Puis, elle a fait cap vers Londres, où elle a réussi, dans le cadre du programme de traduction (anglais- arabe), les tests d'admission à l'Université de Westminster. Elle y a passé quelques mois avant de quitter le vieux continent pour poursuivre des études de lettres à l'Université de Québec.

Elle travaille actuellement sur une thèse intitulée La Représentation de la Femme orientale dans la littérature du XIXe siècle chez Gautier, Flaubert et Eberhardt.

"La vie est un apprentissage permanent; plus on croit savoir, moins on sait, tant les choses changent et avec elles les mentalités".
Yasmina Khadra (Ce que le jour doit à la nuit)

J'évoquerai notre première rencontre, l'été dernier, à la Goulette (la banlieue de Tunis).
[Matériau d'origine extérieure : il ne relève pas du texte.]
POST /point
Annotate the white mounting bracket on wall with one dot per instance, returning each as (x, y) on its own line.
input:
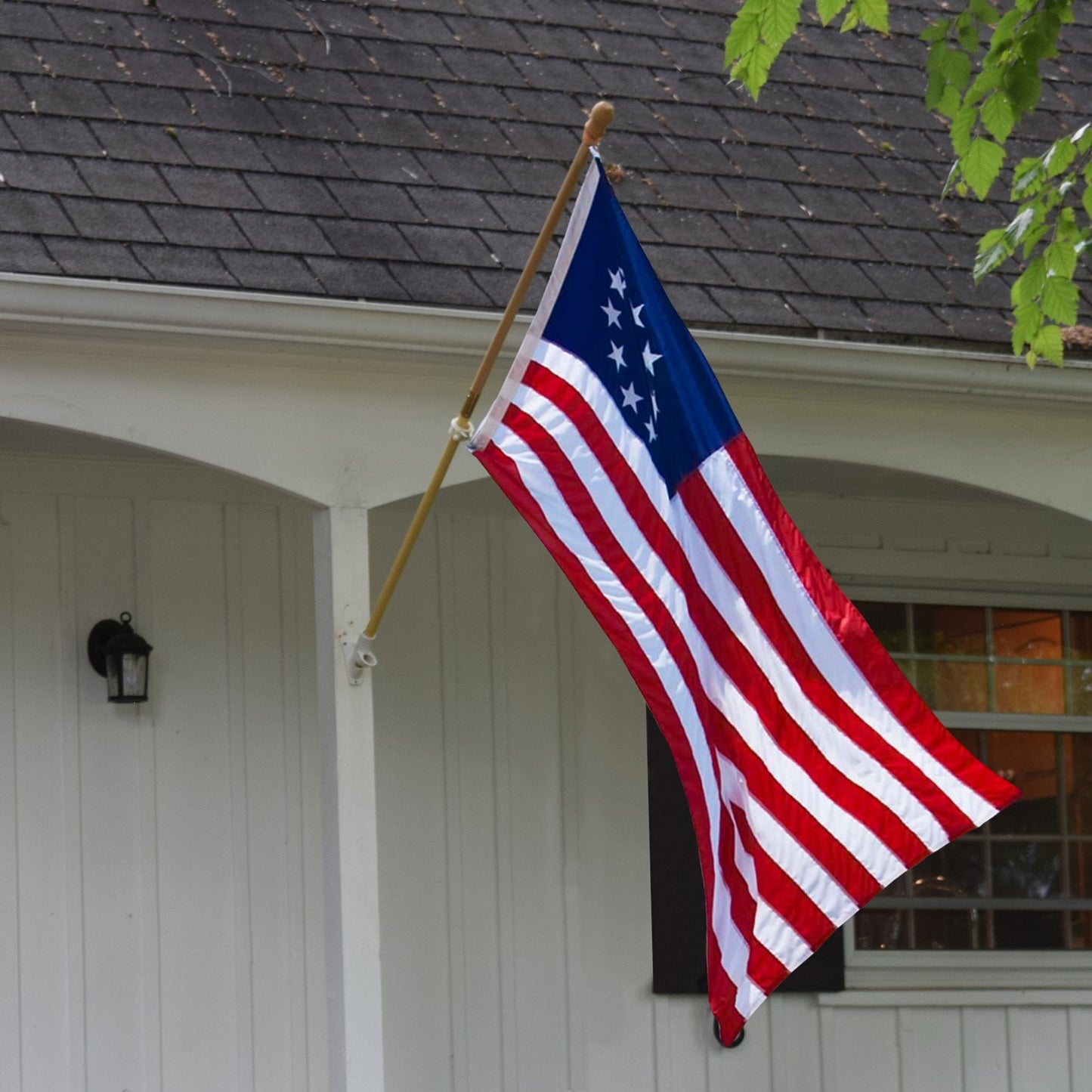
(358, 657)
Cette rencontre était placée sous le signe de la littérature, ce qui donne raison à Voltaire lorsqu'il a écrit: "La grands esprits se rencontrent".
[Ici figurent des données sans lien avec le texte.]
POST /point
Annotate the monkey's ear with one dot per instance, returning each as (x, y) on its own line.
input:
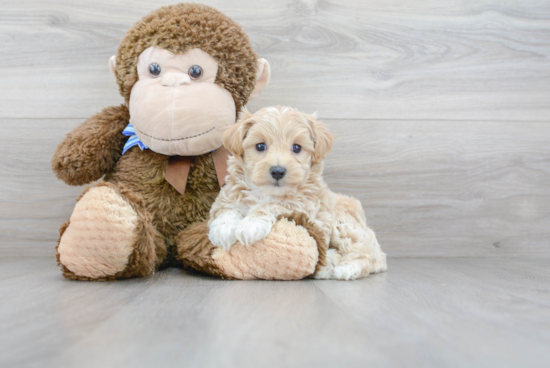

Ce n'est pas par complaisance que je l'énonce, mais c'était vraiment le cas d'une rencontre de deux intelligences qui sont animées par la passion de la recherche et, tout naturellement, mordues de lecture.

En réalité, notre amitié a pris forme après des échanges sur le réseau social Facebook, suite à la publication de mon article consacré au roman de Wafa Ghorbel, Le jasmin noir, paru sur le site de La plume Francophone.

Amira n'est pas seulement une chercheure en littérature, mais elle est également une ambassadrice qui représente, comme tant d'autres chercheurs et écrivains, son pays natal: la Tunisie.

J'ai eu l'occasion de discuter avec elle de littérature tunisienne d'expression française à plusieurs reprises, puisque, nous deux, nous nous intéressons à la production littéraire locale, notamment celle des jeunes écrivains comme Khaoula Hosni, Samy Mokaddem, Wafa Ghorbel, etc.

D'ailleurs, Amira, étant collaboratrice au journal local de l'Université Le Griffonnier, publie des articles sur les romans tunisiens francophones pour faire connaître notre littérature auprès des lecteurs canadiens. Amira a publié récemment un article intitulé "Ce pont nommé Littérature : entre la Tunisie et le Québec", dans lequel elle a rendu compte des œuvres des écrivains tunisiens. Aussi Amira parvient-elle à mettre en évidence la transculturalité en faisant communiquer des cultures différentes.